Today, most of drivers in the Islamic Republic of Pakistan are either sleeping or not alert enough to read the signs on the road. Tunneled or blocked vision will get us nowhere. The signs are there but no one is reading them. Horns are being honked and lights are being flashed yet the drivers are not being alerted into getting back on course. Collision is imminent unless the drivers wake up to take charge and correct their direction. Under the prevailing circumstances a crash seems unavoidable.

Then there are drivers who drive in the dark and bring darkness in the lives of their passengers. I too had one such experience. In 1971, after the FSc exams, we decided to visit Chitral. It was an arduous journey mostly covered on foot from Dir with Lowari Top being the highest point (10,000 Ft). After reaching the top, the team ran out of fuel. It was decided to seek a ride for the rest of the journey. Next morning, as we stood on the road, a Land Rover jeep belonging to Tarbela Joint Venture (TJV) was returning back which we boarded to abandon our adventure. We were dropped on GT Road from where we boarded a GTS (Government Transport Service) bus for Rawalpindi. As the sun set, we dozed off, until loud noises were heard. The driver had lost his way and was scraping against tree branches on the side of the road. The bus had no lights as the fuse had blown away. The driver was relying on the lights of the vehicle following us and denied him the space to overtake. In frustration, the driver of the trailing vehicle switched off his lights throwing us into darkness. It was a scary, unique experience of moving in the dark.

With borrowed lights, high speed and pitch darkness our choices were very limited. Though the driver was alert he lost control of the bus. We barely survived. The passengers then took control and forced the driver to drive slowly on the side. A journey of minutes was stretched to hours but we were able to reach our destination in safety. Every journey is an experience but some leave lasting impressions and unforgettable lessons. The driver is always a key player; he has to be prepared and alert for the safety of the passengers that he has been assigned to carry. Unfortunately, the lack of competent drivers is not limited to our motorways, they are all over, every institution has been infested by ‘Anarees’, or the incompetent.

Growing up in Lahore we had the luxury of public transport. The Lahore Omnibus Service (LOS) covered the entire city including schools and colleges. Punjab University started its own bus service when the New Campus was built outside the city on the canal. Model Town, which was considered another independent township had its own service called MTBS (Model Town Bus Service). Most drivers were trained and buses well kept. It was a great service for the people, the double deckers were very enjoyable. Students could travel on special discounted fares (10 paisas).

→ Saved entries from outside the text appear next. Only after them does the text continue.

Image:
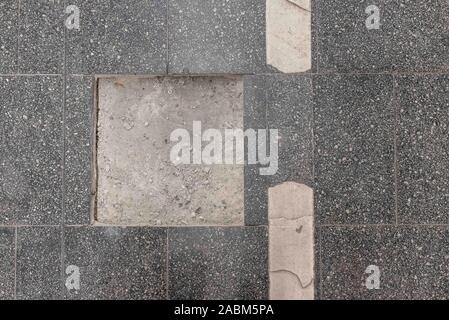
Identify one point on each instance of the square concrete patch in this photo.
(137, 183)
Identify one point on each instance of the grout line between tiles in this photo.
(167, 273)
(64, 95)
(15, 263)
(167, 63)
(19, 4)
(320, 267)
(395, 137)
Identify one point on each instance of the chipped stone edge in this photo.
(289, 223)
(298, 66)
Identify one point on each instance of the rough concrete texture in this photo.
(290, 215)
(137, 182)
(288, 35)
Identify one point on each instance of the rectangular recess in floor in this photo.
(137, 182)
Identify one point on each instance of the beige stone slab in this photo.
(291, 248)
(288, 34)
(138, 184)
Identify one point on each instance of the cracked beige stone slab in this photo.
(288, 35)
(291, 252)
(137, 182)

When I returned in the eighties to the city of my birth, the transport scene had changed. LOS was replaced with Urban Transport Corporation (UTC) with yellow painted Volvo buses. LOS properties and assets were mostly squandered. New bus depots were established. There was a great decline in service, the new transport system was named “Israelis” as the drivers were reckless. Once I was returning from Kot Lakhpat in light drizzle, I saw a loaded bus skidding in my direction, with quick reflex I was able to save my car by going off road behind an electric pole.

Invariably in every bus on the front seat there was a sign posted saying “sleeping is prohibited”. The same sign should now be posted on the driver’s seat as well. With tired and fatigued individuals at the helm, no one is safe. The slide of the decade of eighties has to be reversed by bringing in trained and alert drivers who can read the signs and drive safely.

Quaid-e-Azam used to work late. Once he was asked the reason of keeping awake at night. His answer was, “How can I sleep when my nation is asleep?” It seems everyone is slumbering in the land of the pure. The nation has to become alert to keep drivers on the road otherwise the ‘Israelis’ will hit us. Our journey is seriously hampered with the kind of intoxicated drivers that ply their vehicles on our thorough fares.